Your decision of legal entity will have longstanding consequences to how your business will operate, your tax structure, your liability, and how you grow your business. The State of Indiana has multiple business entities to choose from that are laid out under Indiana Code. When selecting the business entity these are things you should consider:
- Sole Proprietorship: This business entity is by far the most simplistic and generally how most businesses start. In a sole proprietorship, you have complete control of your business but you also have complete liability for your actions and contracts in your business. This is important because if you are sued for something you do in your business, a court could find that a complaining party can go after your business assets, as well as your personal ones. You also have a very simple tax structure as you do not have an entity status.
- Partnership: A partnership is a simple business structure that allows two or more people to jointly own a business. Owners will share liabilities but will also be jointly liable as a matter of law. However, there can be a distinction between what are partnership assets and what are personal. In a general partnership, partners are taxed on a pass-through basis.

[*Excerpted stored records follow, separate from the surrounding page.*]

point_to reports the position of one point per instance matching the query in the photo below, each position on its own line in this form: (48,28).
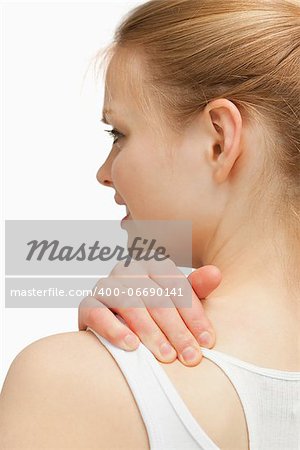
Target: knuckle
(183,341)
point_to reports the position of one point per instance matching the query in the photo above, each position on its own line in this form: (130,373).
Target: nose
(104,173)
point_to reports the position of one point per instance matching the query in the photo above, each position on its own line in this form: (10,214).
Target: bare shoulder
(67,391)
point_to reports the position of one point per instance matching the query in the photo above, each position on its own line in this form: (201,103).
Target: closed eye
(115,134)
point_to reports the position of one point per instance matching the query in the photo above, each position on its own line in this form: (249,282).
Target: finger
(190,309)
(94,314)
(158,325)
(205,280)
(133,310)
(151,335)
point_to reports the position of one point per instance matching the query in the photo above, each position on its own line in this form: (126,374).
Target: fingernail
(131,341)
(166,349)
(189,354)
(206,339)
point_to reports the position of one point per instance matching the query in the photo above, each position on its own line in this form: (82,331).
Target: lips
(120,201)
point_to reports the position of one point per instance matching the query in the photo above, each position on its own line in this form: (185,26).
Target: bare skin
(254,311)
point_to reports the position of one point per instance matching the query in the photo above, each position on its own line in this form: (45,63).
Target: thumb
(205,280)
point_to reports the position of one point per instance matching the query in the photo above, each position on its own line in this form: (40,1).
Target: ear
(225,149)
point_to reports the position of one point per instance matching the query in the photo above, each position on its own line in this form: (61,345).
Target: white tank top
(270,398)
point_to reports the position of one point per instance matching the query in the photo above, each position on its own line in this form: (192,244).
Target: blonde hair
(247,51)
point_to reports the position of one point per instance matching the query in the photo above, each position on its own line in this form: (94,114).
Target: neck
(258,268)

- Corporation: A corporation is one of the more formal corporate entities. In Indiana, corporations are governed by the Indiana Business Corporation Law. A corporation is a legal entity that is separate from its owners. Due to the corporation being its own entity, this can create more complicated issues and formalities that are required to operate. However, with these formalities can come advantages. For instance, a corporation may be able to have certain business expenses written off for tax purposes and a corporate structure adds protection to your personal assets in the event you are sued for something related to your business. The corporate structure can protect you from being personally liable for the corporation’s debts.
- Limited Liability Company: Perhaps one of the more popular corporate structures utilized in small businesses. In Indiana, small businesses are governed by the Indiana Flexible Business Act. As the name of the Act leads you to assume, the Limited Liability Company provides the business owner with the protections of a corporation but without the formalities. As such, limited liability companies are a great option for small businesses. An LLC allows your business to be a separate legal entity which protects you from personal liability in most situations. It also allows profits and losses to pass through your personal income without the businesses being taxed. Limited Liabilities also allow the owners to draft an operating agreement that will govern how the business is going to be administered and how the decision making process will be handled.
If you are getting ready to make the next step in your business, you should consult a business attorney who can advise you on the advantages and disadvantages of each entity so that you can maximize your business!